Church Of St John The Divine is a Grade II listed building in the Wigan local planning authority area, England. First listed on 8 August 1999. Church.
Church Of St John The Divine
- WRENN ID
- former-facade-wren
- Grade
- II
- Local Planning Authority
- Wigan
- Country
- England
- Date first listed
- 8 August 1999
- Type
- Church
- Source
- Historic England listing
Description
The Church of St John the Divine is a church built between 1830 and 1832 by architects Rickman and Hutchinson, with the date 1832 inscribed at the west end. It is constructed of red brick in English garden wall bond, featuring sandstone dressings and a slate roof, and is designed in the Gothick style.
The church has a 9-bay nave with galleried north and south aisles beneath carried-down roofs, except for the westernmost bay, and a short sanctuary. The exterior includes a symmetrical gabled west facade with clasping corner pilasters, each containing a small blind lancet, and terminating in stone turrets that feature louvred lancets and embattled parapets. In the center, there is a shallow gabled porch with buttresses, a 2-centred arched double-chamfered doorway, and a steeply-pitched gable that rises into the center light of the west window, which is a stepped triple-lancet with hood-moulds.
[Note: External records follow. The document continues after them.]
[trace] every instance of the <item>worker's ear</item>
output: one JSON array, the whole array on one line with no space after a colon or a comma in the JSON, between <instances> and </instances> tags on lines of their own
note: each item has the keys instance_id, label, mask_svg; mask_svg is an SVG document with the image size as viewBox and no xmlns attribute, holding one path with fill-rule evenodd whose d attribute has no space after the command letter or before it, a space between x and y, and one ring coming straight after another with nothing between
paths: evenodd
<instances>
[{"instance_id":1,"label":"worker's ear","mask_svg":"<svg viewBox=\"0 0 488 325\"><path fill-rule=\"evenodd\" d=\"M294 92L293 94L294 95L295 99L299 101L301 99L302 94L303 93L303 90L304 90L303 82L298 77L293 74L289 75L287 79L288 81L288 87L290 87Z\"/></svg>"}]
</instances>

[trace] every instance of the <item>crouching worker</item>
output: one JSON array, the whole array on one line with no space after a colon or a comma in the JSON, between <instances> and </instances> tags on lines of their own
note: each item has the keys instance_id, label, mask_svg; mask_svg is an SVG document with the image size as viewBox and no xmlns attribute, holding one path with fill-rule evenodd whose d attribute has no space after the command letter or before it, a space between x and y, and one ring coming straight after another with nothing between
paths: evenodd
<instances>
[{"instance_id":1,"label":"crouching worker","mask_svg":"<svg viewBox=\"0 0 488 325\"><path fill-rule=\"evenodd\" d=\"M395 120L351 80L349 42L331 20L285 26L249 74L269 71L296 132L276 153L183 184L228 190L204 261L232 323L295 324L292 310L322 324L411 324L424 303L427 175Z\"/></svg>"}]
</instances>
Above this, there is a small louvred lancet and a stone parapet. The aisles consist of 8 narrow bays with simple buttresses that have one offset and a gablet, each bay containing a tall lancet with a sillband and hood-mould, with parapets extending from the front. There are shallow porches in the westernmost bays, with the south side featuring a 2-centred arched moulded stone doorway and the north side being simpler. The sanctuary has a stepped triple lancet east window and 20th-century additions at ground floor level.
Inside, there is a vestibule with symmetrical winding stone staircases leading to the gallery. The gallery is three-sided, comprising 6 x 3 bays with a square-panelled wooden front, supported by slender cast-iron columns with annular caps and linked by wide segmental arches with open spandrels. The interior features moulded plaster wall corbels supporting a flat ceiling with moulded ribs, and original pitch-pine pews with brass umbrella stands.
The church forms a group with the boundary wall to the churchyard.